Ao mesmo tempo, os organismos de prevenção do afogamento pedem mais horas de aula, não menos. A tensão entre monumentos elitistas de 50 m e tanques suburbanos a vazar é a história viva.
Tendências
- Retrofits energéticos — Coberturas, bombas de calor e cogeração são como os pavilhões dos anos 1970 se mantêm abertos.
- Crossover para águas abertas — Os clubes acrescentam horas de lago e mar; o tanque continua a oficina técnica.
- Techsuits e regras de integridade — A World Aquatics ainda policia tecidos depois do pico de poliuretano de 2008–2009.
- Visibilidade do desporto feminino — Estrelas de fundo e estilos carregam agora peso televisivo que antes só sentava nas noites de sprint masculino.
- Procura de adultos principiantes — Muitas cidades relatam listas de espera para iniciação de adultos — um ganho de saúde silencioso.
Conservação
- Água e calor — Um pavilhão a vazar desperdiça os dois. Conservação aqui é física de edifício, não regra de recife.
- Cuidado com químicos — Sobrecloragem é um problema de pulmão e de kit; subcloragem é um problema de doença.
- Solo urbano — Os tanques competem com habitação.
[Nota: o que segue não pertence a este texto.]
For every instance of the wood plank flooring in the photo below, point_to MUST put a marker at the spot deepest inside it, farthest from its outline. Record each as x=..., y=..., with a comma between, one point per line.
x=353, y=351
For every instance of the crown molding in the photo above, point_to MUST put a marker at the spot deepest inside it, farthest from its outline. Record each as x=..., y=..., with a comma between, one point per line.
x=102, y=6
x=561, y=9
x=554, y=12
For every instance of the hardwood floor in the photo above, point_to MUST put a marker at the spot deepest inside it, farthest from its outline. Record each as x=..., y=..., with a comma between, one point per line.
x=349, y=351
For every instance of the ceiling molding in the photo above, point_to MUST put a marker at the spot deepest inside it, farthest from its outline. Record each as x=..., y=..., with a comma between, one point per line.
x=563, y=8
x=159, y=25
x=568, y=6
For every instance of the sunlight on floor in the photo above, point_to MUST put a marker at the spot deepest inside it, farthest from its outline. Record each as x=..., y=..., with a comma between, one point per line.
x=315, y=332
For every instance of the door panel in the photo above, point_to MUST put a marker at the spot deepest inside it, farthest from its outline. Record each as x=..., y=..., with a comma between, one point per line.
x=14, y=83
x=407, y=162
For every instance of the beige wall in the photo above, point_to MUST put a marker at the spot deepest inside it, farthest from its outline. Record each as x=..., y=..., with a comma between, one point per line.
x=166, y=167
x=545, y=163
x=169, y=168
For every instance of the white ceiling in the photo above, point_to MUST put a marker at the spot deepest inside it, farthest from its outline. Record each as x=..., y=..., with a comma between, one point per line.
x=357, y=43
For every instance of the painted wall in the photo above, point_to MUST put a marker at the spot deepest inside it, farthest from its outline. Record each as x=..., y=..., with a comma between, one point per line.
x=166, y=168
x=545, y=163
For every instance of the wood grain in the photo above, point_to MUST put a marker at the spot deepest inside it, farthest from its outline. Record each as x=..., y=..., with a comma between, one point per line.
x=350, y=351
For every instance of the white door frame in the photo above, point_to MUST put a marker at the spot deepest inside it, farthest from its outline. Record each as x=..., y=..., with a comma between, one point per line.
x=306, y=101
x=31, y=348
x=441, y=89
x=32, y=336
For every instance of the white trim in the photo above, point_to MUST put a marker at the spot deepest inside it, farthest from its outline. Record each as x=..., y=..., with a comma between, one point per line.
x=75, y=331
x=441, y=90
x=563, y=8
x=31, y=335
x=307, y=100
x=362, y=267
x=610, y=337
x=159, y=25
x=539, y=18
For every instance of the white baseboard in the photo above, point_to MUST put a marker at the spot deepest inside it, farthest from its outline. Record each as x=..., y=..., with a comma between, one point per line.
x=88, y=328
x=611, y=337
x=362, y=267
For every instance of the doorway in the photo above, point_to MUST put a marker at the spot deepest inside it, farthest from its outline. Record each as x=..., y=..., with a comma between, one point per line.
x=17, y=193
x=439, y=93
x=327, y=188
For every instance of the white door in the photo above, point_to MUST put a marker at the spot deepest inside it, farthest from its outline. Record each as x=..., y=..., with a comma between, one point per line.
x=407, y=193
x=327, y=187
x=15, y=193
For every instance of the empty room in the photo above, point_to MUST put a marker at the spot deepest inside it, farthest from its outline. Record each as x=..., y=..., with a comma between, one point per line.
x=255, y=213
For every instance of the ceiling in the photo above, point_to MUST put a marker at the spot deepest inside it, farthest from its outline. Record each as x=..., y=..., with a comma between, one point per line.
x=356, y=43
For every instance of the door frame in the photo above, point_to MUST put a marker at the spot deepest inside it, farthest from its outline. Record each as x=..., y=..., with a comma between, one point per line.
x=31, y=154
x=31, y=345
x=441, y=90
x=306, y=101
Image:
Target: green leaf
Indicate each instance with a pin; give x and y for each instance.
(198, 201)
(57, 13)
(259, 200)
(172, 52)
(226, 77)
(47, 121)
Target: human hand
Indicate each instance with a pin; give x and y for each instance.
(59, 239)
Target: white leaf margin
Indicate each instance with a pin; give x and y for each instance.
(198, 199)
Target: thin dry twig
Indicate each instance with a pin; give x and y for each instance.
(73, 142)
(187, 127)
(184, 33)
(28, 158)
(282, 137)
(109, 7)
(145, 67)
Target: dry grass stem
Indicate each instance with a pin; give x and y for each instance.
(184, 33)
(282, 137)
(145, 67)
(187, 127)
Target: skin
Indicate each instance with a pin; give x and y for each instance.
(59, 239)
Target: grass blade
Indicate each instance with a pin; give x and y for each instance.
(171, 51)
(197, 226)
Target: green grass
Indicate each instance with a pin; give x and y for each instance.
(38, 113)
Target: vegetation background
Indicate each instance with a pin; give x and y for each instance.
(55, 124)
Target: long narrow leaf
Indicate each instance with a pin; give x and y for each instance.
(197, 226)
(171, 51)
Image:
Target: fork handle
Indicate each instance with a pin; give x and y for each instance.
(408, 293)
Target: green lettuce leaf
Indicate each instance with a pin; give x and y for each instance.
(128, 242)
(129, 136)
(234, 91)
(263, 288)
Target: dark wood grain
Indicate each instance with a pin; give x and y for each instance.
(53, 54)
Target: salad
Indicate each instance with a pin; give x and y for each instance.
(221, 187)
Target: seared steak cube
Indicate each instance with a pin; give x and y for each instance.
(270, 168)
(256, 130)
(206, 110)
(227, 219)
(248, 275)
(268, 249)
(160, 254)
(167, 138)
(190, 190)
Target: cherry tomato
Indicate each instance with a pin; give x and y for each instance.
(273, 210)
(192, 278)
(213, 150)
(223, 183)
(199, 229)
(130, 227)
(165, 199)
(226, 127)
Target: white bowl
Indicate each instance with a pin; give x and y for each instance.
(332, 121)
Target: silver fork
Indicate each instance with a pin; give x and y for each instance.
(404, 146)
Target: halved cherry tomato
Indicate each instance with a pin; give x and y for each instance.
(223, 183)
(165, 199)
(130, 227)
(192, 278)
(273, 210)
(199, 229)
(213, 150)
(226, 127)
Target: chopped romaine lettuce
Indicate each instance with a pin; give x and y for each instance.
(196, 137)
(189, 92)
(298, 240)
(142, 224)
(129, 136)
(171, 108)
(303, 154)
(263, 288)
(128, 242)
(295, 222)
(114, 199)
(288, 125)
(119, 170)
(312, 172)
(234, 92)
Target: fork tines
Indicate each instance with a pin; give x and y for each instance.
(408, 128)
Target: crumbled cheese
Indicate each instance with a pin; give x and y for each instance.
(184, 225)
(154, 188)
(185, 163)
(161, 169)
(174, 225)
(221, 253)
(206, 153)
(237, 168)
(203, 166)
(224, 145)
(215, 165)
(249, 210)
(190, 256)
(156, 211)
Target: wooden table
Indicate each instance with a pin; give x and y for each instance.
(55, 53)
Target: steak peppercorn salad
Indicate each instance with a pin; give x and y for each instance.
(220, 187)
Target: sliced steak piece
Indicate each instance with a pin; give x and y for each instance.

Algumas cidades põem tanques novos debaixo de parques ou escolas.
- Instalações-legado — Pavilhões olímpicos sem modelo de uso público tornam-se elefantes brancos.
Acesso
- Quem pode pagar o cartão de 10 — O pavilhão como luxo é um falhanço.
- Língua das aulas — Um acesso de segurança.
- Acessibilidade — Elevadores e entradas rasas; muitos pavilhões não o fazem.
- Densidade da natação escolar — O verdadeiro mapa de acesso.
Perspetiva
- Manter os pavilhões abertos — O produto útil.
- Manter a iniciação pública — Ou a prevenção perde.
- Monumentos de 50 m só se virarem dia-a-dia — Senão, um museu.
O futuro do tanque é um pavilhão que aquece e uma aula que se mantém pública. Um logótipo olímpico novo é opcional.